Captain Farrer sailed from Portsmouth on 2 May, bound for Bombay and China. True Briton arrived at Bombay on 4 September. She left on 27 October and arrived at Whampoa on 26 February 1795. Homeward bound, she was crossed the Second Bar on 18 April, reached Batavia on 5 August, reached St Helena on 16 October, and arrived at The Downs on 22 December.

===EIC voyage #3 (1796–1798)===
Captain William Stanley Clarke acquired a letter of marque on 27 May 1796. He sailed from Portsmouth on 27 June 1796, bound for the Cape of Good Hope and China. True Briton reached the Cape on 19 September and arrived at Whampoa on 28 January 1797. Homeward bound, she crossed the Second Bar on 14 March, reached the Cape on 2 December and St Helena on 3 January 1798, and arrived at The Downs on 17 March.

===EIC voyage #4 (1799–1800)===
Captain Farrer sailed from Portsmouth on 2 April 1799, bound for Madras and China. She returned to her moorings on 30 September 1800.

===EIC voyage #5 (1801–1803)===
Captain William Stanley Clarke acquired a letter of marque on 15 January 1801. He sailed from Portsmouth on 31 March 1801, bound for Madras and China. True Briton reached the Cape on 16 June, and arrived at Madras on 6 September. Bound for China, she reached Penang on 7 December and Amboina on 17 January 1802, and arrived at Whampoa on 21 March. Homeward bound, she crossed the Second Bar on 20 May, reached St Helena on 11 October, and arrived at The Downs on 3 January 1803.

===EIC voyage #6 (1804–1805)===
Captain Henry Hughes acquired a letter of marque on 2 March 1804. He sailed from Portsmouth on 9 June. True Briton was part of a convoy of nine Indiamen, all bound for China: , Arniston, , Cuffnells, , , , and . provided the escort.

The fleet arrived at Rio de Janeiro around 14–18 August; True Briton arrived on 17 August. The fleet left Rio on 1 September and later passed the Cape of Good Hope. To avoid French ships reported to be in the Indian Ocean, the fleet sailed towards Western Australia, rather than to the Straits of Malacca.

The fleet sailed to Norfolk Island via Bass Strait; (Note: The fleet also had the objective to improve the charting of Bass Strait.) Norfolk Island was the next rendezvous point after Saint Paul Island, for members that had separated.

True Briton arrived at Whampoa on 12 January 1805. Homeward bound, she crossed the Second Bar on 15 February, reached St Helena on 30 June, and arrived at The Downs on 8 September.

===EIC voyage #7 (1807–1808)===
Captain William Stanley Clarke acquired a letter of marque on 25 November 1806. He sailed from Portsmouth on 26 February 1807, bound for Bombay and China.

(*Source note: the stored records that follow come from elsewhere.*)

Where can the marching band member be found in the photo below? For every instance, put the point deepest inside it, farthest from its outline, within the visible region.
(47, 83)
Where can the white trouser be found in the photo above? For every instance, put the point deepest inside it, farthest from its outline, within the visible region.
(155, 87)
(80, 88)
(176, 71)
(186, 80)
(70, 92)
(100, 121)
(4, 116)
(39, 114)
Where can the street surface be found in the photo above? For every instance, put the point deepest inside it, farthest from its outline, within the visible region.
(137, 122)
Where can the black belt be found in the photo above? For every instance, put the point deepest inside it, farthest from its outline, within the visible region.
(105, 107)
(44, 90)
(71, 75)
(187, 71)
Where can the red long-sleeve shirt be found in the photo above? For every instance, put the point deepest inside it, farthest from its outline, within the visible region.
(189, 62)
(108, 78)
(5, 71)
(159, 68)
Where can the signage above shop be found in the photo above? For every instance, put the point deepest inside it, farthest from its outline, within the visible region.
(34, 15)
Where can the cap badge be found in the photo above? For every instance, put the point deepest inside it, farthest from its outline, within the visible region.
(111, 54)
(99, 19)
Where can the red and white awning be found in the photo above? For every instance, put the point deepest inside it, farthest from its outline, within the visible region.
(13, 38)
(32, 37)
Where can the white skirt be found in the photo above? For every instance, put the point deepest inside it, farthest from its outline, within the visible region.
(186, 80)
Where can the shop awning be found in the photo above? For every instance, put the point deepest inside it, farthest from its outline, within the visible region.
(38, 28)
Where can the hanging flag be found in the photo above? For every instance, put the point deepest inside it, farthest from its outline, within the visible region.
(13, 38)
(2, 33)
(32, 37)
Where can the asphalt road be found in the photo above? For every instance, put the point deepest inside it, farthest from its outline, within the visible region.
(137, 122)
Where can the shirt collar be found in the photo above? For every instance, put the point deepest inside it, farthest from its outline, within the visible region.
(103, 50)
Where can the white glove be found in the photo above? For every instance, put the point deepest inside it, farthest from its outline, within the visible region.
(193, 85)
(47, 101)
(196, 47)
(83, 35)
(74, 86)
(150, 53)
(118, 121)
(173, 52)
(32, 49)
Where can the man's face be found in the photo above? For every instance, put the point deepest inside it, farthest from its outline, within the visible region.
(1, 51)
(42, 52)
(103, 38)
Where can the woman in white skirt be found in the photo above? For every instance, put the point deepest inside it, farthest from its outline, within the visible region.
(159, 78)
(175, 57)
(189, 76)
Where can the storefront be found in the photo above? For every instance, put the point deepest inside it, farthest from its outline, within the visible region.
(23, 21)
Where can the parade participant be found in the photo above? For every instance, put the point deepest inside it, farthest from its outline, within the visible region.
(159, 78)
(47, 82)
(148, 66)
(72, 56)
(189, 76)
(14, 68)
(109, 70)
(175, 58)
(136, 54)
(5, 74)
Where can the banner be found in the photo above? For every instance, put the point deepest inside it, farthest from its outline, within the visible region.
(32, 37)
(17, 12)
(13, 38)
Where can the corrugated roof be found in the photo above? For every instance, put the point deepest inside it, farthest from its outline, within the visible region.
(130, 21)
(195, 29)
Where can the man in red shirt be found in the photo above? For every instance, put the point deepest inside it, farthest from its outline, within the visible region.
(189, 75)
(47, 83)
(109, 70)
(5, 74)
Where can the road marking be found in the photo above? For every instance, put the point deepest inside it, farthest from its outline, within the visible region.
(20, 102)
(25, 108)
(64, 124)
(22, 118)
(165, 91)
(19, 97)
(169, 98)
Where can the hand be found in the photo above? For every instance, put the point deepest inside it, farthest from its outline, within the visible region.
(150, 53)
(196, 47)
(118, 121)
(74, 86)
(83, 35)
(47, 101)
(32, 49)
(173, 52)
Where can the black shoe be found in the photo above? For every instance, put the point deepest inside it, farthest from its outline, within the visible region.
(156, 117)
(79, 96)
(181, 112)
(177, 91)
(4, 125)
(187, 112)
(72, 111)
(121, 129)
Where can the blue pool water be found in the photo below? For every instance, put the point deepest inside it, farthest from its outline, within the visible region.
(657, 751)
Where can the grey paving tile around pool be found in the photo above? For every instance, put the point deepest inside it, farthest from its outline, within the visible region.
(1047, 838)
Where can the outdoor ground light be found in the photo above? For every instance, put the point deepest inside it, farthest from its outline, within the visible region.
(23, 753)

He sailed from Portsmouth on 26 February 1807. True Briton returned to her moorings on 1 July 1808.

==Fate==
Captain George Bonham acquired a letter of marque on 22 December 1808. He sailed from Portsmouth on 24 February 1809, bound for Bombay and China. True Briton parted company from the vessels she was in company with on 19 October 1809; (Note: The EIC put the date of loss as 29 September 1809.) she was never seen again. Lloyd's List reported on 31 July 1810 that she had not arrived at China by 5 March.

The EIC valued the cargo that it had lost at £22,000.